Bug 380429

Summary:	app-text/pdfshuffler : will not allow me to export files which it has opened into a .pdf. once I click 'save' the box just hangs indefinitely.
Product:	Gentoo Linux	Reporter:	greenbean127
Component:	Current packages	Assignee:	No maintainer - Look at https://wiki.gentoo.org/wiki/Project:Proxy_Maintainers if you want to take care of it <maintainer-needed>
Status:	RESOLVED WORKSFORME
Severity:	normal
Priority:	Normal
Version:	unspecified
Hardware:	AMD64
OS:	Linux
Whiteboard:
Package list:		Runtime testing required:	---

Description greenbean127 2011-08-24 02:37:02 UTC

I open up multiple pdf files and manipulate them as desired.  When I click 'export' to save newly built document as a .pdf, the dialog box appears, I click 'save' and the box changes color to show its been clicked but just hangs there and does nothing.  If I click 'cancel' nothing happens.  I have to actually close the dialog box using the close button on the top of the window.  

Reproducible: Always

Steps to Reproduce:
1. Open up several .pdf's and manipulate them.
2. Click export.
3. Click save.
Actual Results:  
Dialog box just hangs and file is not saved.

Expected Results:  
Should create a new .pdf in the specified directory.

none.

Comment 1 Rafał Mużyło 2011-08-24 03:50:06 UTC

Any debug messages in the terminal ?

Comment 2 greenbean127 2011-08-24 04:31:37 UTC

(In reply to comment #1)
> Any debug messages in the terminal ?

yes there are, I should have provided an example in the bug post sorry.  Here you go

Traceback (most recent call last):
  File "/usr/bin/pdfshuffler", line 417, in choose_export_pdf_name
    self.export_to_file(file_out)
  File "/usr/bin/pdfshuffler", line 438, in export_to_file
    pdfdoc_inp = PdfFileReader(file(pdfdoc.copyname, 'rb'))
  File "/usr/lib64/python2.7/site-packages/pyPdf/pdf.py", line 374, in __init__
    self.read(stream)
  File "/usr/lib64/python2.7/site-packages/pyPdf/pdf.py", line 751, in read
    offset, generation = line[:16].split(" ")
ValueError: too many values to unpack

Comment 3 greenbean127 2011-08-24 15:19:16 UTC

I was able to find this bug reproduced on both redhat and debian bug reporting sites.  On the Debian site, someone pointed out that the bug only seems to happen with pdf's created by simplescan.  I was able to reproduce this on my system. 
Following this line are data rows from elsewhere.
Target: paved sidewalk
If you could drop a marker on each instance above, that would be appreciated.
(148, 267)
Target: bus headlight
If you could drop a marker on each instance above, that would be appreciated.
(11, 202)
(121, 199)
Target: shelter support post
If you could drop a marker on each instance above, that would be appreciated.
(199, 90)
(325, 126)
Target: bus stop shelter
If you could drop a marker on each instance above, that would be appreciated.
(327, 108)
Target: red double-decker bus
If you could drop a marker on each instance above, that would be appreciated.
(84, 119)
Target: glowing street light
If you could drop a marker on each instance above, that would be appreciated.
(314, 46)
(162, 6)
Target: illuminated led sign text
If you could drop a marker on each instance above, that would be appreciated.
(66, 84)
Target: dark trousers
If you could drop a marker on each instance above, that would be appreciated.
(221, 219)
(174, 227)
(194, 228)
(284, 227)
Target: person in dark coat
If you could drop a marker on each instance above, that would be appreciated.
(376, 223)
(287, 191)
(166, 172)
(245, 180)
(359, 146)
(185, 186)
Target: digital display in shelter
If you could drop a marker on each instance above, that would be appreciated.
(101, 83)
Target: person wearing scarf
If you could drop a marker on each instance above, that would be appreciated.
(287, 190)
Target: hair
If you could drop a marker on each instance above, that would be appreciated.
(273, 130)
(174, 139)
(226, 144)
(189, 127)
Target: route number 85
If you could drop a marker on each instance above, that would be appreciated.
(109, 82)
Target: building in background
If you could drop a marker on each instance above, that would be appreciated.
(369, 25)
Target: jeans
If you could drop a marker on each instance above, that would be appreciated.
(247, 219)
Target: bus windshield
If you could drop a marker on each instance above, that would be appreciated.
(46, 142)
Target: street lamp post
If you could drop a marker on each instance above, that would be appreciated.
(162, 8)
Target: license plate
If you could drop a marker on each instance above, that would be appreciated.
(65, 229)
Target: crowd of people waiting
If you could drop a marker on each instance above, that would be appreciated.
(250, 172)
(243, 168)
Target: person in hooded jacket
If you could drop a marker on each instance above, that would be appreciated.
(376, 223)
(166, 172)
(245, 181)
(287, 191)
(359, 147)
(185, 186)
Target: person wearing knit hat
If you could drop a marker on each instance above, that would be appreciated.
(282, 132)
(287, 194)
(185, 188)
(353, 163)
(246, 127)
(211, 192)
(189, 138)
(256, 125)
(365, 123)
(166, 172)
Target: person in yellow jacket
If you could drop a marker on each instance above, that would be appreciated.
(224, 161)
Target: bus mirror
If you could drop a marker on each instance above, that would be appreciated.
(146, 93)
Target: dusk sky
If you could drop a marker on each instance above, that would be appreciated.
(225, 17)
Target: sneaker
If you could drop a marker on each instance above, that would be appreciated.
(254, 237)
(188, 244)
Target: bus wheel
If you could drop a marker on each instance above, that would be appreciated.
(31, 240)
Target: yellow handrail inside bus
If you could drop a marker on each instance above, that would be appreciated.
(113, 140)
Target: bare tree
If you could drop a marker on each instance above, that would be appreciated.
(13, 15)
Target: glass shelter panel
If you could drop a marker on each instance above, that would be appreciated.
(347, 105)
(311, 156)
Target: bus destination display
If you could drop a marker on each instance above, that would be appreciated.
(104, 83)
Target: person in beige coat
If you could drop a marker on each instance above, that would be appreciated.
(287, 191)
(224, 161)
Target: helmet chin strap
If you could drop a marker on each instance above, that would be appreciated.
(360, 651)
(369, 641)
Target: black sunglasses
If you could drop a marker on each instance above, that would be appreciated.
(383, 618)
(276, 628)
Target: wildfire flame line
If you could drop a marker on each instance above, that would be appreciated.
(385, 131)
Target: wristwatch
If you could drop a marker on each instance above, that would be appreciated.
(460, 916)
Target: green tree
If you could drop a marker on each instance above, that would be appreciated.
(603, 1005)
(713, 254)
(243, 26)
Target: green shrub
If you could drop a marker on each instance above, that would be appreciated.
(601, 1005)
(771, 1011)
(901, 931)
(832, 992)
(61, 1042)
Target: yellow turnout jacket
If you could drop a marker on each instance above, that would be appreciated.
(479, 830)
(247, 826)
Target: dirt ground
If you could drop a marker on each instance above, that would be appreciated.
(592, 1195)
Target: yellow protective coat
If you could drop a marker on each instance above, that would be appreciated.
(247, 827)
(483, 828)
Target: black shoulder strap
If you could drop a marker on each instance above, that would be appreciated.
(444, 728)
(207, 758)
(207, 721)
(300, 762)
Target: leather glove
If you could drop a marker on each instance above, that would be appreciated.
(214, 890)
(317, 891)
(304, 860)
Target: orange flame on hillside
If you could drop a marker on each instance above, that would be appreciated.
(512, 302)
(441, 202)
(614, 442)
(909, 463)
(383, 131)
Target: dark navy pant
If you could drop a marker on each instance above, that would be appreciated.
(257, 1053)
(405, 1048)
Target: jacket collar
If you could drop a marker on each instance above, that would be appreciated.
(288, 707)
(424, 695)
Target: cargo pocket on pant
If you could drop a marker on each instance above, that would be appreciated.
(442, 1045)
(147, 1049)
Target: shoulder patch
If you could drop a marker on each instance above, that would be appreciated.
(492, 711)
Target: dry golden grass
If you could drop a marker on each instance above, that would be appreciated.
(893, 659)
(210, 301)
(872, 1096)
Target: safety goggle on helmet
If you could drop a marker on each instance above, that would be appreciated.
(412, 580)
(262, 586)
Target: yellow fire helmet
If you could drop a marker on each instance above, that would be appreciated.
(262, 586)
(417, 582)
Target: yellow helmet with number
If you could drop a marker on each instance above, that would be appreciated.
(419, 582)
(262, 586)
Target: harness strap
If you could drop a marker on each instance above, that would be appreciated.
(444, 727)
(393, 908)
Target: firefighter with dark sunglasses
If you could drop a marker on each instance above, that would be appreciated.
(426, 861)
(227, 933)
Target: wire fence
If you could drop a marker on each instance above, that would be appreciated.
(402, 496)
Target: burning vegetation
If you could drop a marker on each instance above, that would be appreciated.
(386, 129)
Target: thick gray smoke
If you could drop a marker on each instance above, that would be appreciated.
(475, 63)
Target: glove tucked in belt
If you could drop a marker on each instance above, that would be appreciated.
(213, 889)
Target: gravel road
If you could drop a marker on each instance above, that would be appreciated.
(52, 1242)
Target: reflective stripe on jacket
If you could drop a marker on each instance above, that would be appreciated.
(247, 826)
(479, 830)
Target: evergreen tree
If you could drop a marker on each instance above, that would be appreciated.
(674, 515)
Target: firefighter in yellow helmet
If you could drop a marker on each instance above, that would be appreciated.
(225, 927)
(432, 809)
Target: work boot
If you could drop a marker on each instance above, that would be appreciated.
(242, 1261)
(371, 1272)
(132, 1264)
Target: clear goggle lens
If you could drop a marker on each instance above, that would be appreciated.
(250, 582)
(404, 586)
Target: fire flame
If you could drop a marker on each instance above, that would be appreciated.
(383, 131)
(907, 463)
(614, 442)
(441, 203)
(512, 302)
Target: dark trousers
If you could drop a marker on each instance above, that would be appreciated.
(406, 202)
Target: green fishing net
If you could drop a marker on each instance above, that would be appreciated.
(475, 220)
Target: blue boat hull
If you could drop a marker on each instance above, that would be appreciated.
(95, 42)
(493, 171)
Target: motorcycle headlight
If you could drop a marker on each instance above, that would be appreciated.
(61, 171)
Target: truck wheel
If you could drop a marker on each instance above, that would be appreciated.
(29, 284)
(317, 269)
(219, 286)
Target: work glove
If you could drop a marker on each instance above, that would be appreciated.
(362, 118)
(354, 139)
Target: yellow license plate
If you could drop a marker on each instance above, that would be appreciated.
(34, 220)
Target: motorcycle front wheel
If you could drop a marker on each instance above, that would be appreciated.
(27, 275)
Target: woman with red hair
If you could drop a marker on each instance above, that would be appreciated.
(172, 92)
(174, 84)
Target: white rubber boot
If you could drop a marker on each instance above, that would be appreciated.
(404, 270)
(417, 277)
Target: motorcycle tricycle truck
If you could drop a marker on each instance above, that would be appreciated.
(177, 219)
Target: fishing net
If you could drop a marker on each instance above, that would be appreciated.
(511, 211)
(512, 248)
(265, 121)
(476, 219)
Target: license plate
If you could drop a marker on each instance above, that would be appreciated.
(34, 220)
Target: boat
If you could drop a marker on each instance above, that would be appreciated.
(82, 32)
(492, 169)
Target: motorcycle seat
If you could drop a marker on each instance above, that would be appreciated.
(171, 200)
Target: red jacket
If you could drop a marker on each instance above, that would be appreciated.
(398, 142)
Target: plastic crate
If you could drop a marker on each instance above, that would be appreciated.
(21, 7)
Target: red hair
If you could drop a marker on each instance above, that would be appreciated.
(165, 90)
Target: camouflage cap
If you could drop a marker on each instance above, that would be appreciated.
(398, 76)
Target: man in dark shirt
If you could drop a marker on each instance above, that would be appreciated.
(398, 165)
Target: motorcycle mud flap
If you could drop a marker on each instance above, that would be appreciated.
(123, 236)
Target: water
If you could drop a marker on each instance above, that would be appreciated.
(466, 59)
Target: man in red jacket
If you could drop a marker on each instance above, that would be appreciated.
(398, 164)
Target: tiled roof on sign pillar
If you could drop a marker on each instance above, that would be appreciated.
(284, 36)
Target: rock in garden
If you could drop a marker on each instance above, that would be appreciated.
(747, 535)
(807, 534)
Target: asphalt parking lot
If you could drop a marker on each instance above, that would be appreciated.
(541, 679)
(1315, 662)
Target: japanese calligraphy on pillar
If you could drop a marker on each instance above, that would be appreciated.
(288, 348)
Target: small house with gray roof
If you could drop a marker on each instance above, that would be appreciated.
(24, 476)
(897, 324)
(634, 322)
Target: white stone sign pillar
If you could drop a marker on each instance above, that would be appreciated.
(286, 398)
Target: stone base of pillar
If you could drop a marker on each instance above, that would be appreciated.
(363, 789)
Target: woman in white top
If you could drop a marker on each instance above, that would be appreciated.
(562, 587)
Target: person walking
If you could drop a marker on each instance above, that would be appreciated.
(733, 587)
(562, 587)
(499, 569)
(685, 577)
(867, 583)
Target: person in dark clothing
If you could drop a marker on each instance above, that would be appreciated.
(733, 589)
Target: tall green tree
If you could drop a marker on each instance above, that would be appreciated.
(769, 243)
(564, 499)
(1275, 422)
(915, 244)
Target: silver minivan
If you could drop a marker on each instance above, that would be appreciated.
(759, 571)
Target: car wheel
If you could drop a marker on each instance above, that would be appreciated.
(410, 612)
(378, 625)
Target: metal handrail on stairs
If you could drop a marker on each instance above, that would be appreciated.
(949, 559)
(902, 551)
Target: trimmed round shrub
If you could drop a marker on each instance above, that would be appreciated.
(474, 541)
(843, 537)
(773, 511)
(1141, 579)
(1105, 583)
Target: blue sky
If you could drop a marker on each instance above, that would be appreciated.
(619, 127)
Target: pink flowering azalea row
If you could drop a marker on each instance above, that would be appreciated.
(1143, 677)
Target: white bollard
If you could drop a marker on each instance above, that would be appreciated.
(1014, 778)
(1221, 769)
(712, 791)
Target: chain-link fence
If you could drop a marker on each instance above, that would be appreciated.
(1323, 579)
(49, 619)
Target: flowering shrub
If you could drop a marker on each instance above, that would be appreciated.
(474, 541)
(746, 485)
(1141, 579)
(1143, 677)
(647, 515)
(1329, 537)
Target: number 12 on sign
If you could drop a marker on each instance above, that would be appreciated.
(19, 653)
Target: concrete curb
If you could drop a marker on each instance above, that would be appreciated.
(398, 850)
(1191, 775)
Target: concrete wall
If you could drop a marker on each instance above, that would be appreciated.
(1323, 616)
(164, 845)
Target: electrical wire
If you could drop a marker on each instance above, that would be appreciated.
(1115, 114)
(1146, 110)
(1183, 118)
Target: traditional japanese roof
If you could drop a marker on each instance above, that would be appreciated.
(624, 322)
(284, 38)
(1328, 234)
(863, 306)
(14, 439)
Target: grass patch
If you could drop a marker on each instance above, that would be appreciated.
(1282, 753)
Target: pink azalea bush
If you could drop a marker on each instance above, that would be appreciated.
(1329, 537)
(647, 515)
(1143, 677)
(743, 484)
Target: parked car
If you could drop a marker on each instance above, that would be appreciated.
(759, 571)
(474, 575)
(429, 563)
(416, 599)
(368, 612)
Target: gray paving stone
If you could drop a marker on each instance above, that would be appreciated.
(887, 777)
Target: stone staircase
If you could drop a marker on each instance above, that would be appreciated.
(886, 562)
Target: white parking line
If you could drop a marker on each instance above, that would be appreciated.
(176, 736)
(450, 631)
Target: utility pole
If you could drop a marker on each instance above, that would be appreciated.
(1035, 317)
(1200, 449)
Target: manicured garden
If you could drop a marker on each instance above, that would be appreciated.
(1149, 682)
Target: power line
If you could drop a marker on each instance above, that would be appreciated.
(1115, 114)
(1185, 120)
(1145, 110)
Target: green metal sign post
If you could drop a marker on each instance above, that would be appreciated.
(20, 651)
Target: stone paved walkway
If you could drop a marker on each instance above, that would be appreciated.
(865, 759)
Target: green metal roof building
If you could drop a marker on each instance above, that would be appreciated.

If I open multiple pdf's that were not created by simple scan, then I am able to export the pages and create a new .pdf document by clicking 'export' and then 'save'.  It should be noted that the pdf files I used with success in pdfshuffler were not created on my system at all.

I was able to reproduce the problem again in pdfshuffler by trying to merge and export pdf files that I did create myself using simples-scan.  Here is the output from the terminal:

Traceback (most recent call last):
  File "/usr/bin/pdfshuffler", line 417, in choose_export_pdf_name
    self.export_to_file(file_out)
  File "/usr/bin/pdfshuffler", line 438, in export_to_file
    pdfdoc_inp = PdfFileReader(file(pdfdoc.copyname, 'rb'))
  File "/usr/lib64/python2.7/site-packages/pyPdf/pdf.py", line 374, in __init__
    self.read(stream)
  File "/usr/lib64/python2.7/site-packages/pyPdf/pdf.py", line 751, in read
    offset, generation = line[:16].split(" ")
ValueError: too many values to unpack
 
I hope this helps.  Thanks again :)

Comment 4 greenbean127 2011-08-24 16:10:43 UTC

The problem certain has to do with simple-scan created .pdf's.  I just scanned 2 documents using xsane, imported them to pdfshuffler and manipulated them.  I was able to save the two documents as a single document as expected.  There appears to be something in the way that simple-scan is creating pdf's that pdfshuffle does not like.  I am not sure how to proceed from here as this is my first bug filing.  Thanks.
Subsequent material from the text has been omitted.